So why do the shorts keep on insisting that the $9.95 high is some sort of yardstick, when the far more relevant measure for the vast bulk of people is the recent $A1.02 in March? The $1.02 price was only 4 months ago, so most of the current shareholding base would’ve owned at that price and it is a far more relevant measure than a price 10 years ago in what was almost a totally different company to what MSB is today. If you want to judge yourself on past prices, celebrate the 3.5x bagger we’re sitting on in 4 months, or compare to the $0.50 price in 2008!
You don’t see the shorts strutting around saying “what a miracle the company is”, the price is up from $0.51 on April 4
th 2008 to a recent high of $4.45 – nearly a 9-bagger in 12 years, OR 20% p.a FOR 12 YEARS! - while the ASX200 is only up from 5600 on April 4
th 2008 to 6024 now – up 7.5% IN TOTAL IN 12 YEARS (also note that CYP started 2008 at $4 and was $2 by mid-April 2008 and is only 70c now = disaster for people holding since then – sure, CYP may have been a different company back then, but so was MSB). You can twist past prices and cherry pick any period in the past that suits your story to give any answer you want – they are irrelevant to whether you should own MSB or any other stock NOW.
More importantly however, do your own analysis to judge whether the current price is below or above your long-term valuation. If below, hold or buy more; if above consider selling. That’s a much more sensible way to invest compared with crowing or crying about past prices.
Have a look at the section on valuation at the end to see why I think MSB is currently worth $A10 to $A20.
I’m not talking about trading here, but I think everyone who has followed the convoluted twists and turns of our resident trader realises he’s like most traders who either underperform or lose the lot when they get tempted into leverage. Traders who claim to make small amounts of money on most trades are deluding themselves – the professional traders aim to get 55% right and 45% wrong, and the best traders in the world might get 60% right. So when you read about a trader getting almost every trade right, it raises suspicion and should be ignored (or investigated).
Mesoblast had a stumble when its global partner Cephalon was taken over by Teva and then Teva decided to renege on Cephalon’s agreement with funding trials and commercialising MSB’s products.
In December 2010, after the Cephalon deal announcement of Cephalon paying $130m upfront, and with Cephalon planning to acquire a 20% stake in the MSB at a 45% premium to Mesoblast’s 30-day share price average, the stock gained 21% on the announcement to a then record high of A$4.05, before moving up to $A9.95 in the following year after investors comprehended the benefits of the partnership.
Maybe that $A4.05 price is a more relevant comparison for the ninnies who want to insult the company as a non-performer as the Cephalon deal was to fund all trials through phase 3 and gave Cephalon worldwide rights in most of MSB’s main product candidates at the time. Now, MSB has funded and completed its own phase 3 trials in its three tier 1 products and will have completed the Covid-19 ARDS trial by September.

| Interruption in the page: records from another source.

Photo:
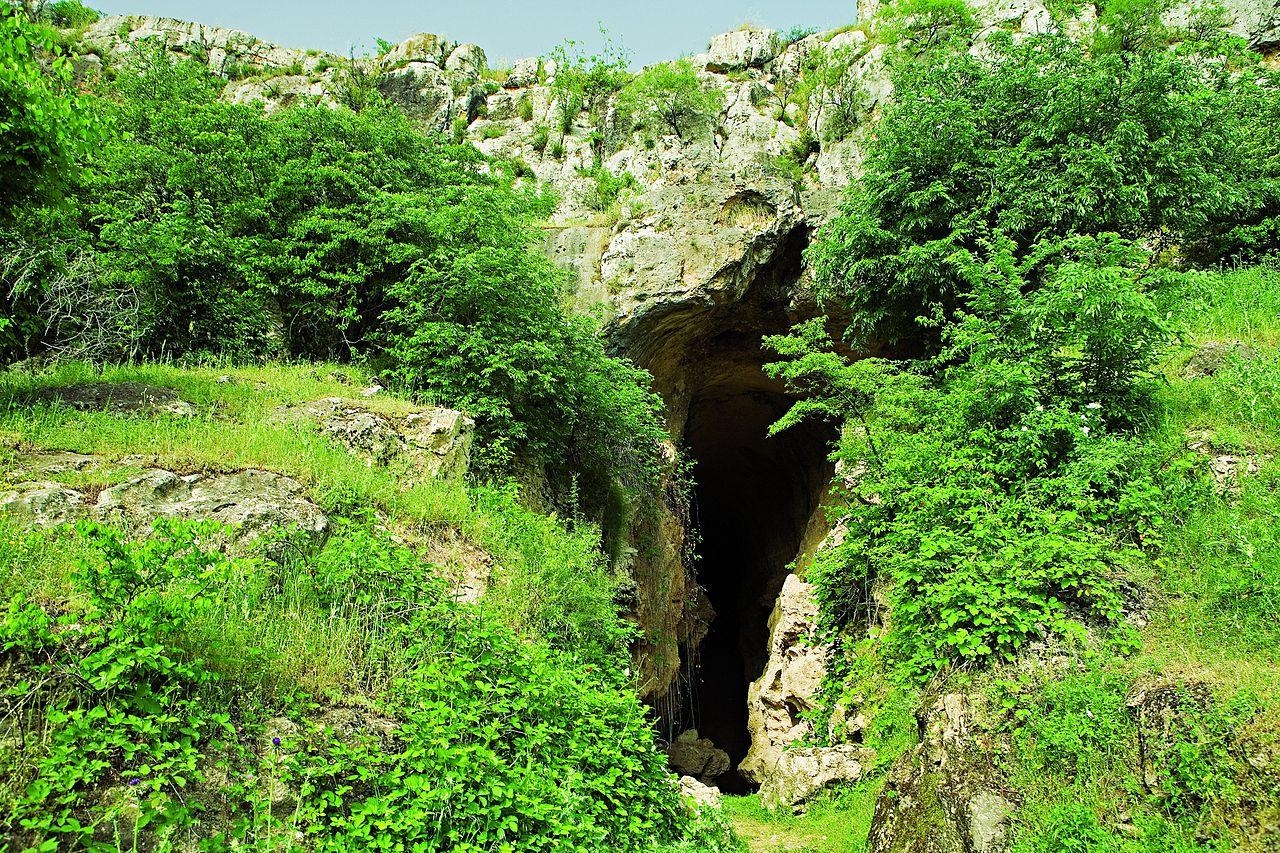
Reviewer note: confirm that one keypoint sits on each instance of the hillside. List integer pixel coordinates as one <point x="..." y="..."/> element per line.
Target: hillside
<point x="835" y="441"/>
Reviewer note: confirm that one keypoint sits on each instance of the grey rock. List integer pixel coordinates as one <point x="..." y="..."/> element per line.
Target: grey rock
<point x="1215" y="356"/>
<point x="801" y="774"/>
<point x="435" y="442"/>
<point x="694" y="756"/>
<point x="252" y="501"/>
<point x="789" y="685"/>
<point x="41" y="503"/>
<point x="118" y="397"/>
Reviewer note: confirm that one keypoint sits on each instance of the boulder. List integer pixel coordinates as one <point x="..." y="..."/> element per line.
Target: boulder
<point x="420" y="89"/>
<point x="743" y="49"/>
<point x="424" y="48"/>
<point x="524" y="73"/>
<point x="799" y="775"/>
<point x="252" y="501"/>
<point x="1215" y="356"/>
<point x="435" y="442"/>
<point x="702" y="796"/>
<point x="790" y="684"/>
<point x="698" y="757"/>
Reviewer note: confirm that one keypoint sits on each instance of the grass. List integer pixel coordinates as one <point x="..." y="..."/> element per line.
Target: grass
<point x="547" y="580"/>
<point x="835" y="824"/>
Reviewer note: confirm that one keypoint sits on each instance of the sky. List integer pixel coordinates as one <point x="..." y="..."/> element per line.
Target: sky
<point x="650" y="30"/>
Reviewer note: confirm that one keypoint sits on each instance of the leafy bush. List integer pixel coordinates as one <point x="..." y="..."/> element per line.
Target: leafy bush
<point x="71" y="14"/>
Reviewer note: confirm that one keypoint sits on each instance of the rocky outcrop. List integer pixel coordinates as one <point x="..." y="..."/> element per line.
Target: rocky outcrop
<point x="225" y="51"/>
<point x="944" y="797"/>
<point x="790" y="684"/>
<point x="699" y="794"/>
<point x="252" y="502"/>
<point x="695" y="756"/>
<point x="118" y="398"/>
<point x="803" y="774"/>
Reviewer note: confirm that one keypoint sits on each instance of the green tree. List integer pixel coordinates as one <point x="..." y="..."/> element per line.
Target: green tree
<point x="44" y="127"/>
<point x="1032" y="141"/>
<point x="671" y="96"/>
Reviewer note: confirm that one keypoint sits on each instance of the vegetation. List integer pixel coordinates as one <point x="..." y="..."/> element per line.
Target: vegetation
<point x="1040" y="228"/>
<point x="671" y="96"/>
<point x="397" y="261"/>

It is currently trading around the pre-Cephalon announcement price, yet it retains almost all of its global product and the product suite now is much bigger now than back in 2010. The market cap reflects this, as the number of shares now are more than double the issued capital back in 2010.
MSB only just starting to hurt index huggers who don’t own it…There’s a bit of smoldering there for the index huggers who don’t yet own MSB. It only officially entered the ASX200 on June 22, and at a price of $4.14 from the close on the preceding Friday, so it actually slightly helped the index huggers who didn’t own it for the last week of June.
The price since June 30 is up 8.0% (at $A3.51), while the ASX200 Accumulation Index is up only 2.1%, so MSB is already outperforming for the new Financial Year by 5.9% - that’s pretty hefty outperformance, but as MSB is only a bit over 0.1% of the Index, it doesn’t hurt too badly, or much at all (yet). This is the first full month in the new financial year and fund managers will start to see it turn up on their radars when they do performance attribution at the end of July. MSB is currently the 34
th best performer in the ASX200 for the new financial year – well behind a few of the small miners and explorers (ORE, OZL, SLR) up 21% to 37% and NWL (Netwealth) up 33% so far since June 30. Among the big stocks, FMG and QBE are both up 17% since June 30, with Afterpay up nearly 15% the only other largish stock up by more than 10%. MSB is not yet important to big instos – but when the share price is closer to $A10, many of them will be forced to buy or risk unhealthy underperformance and volatility of their portfolio relative to the ASX200 Index.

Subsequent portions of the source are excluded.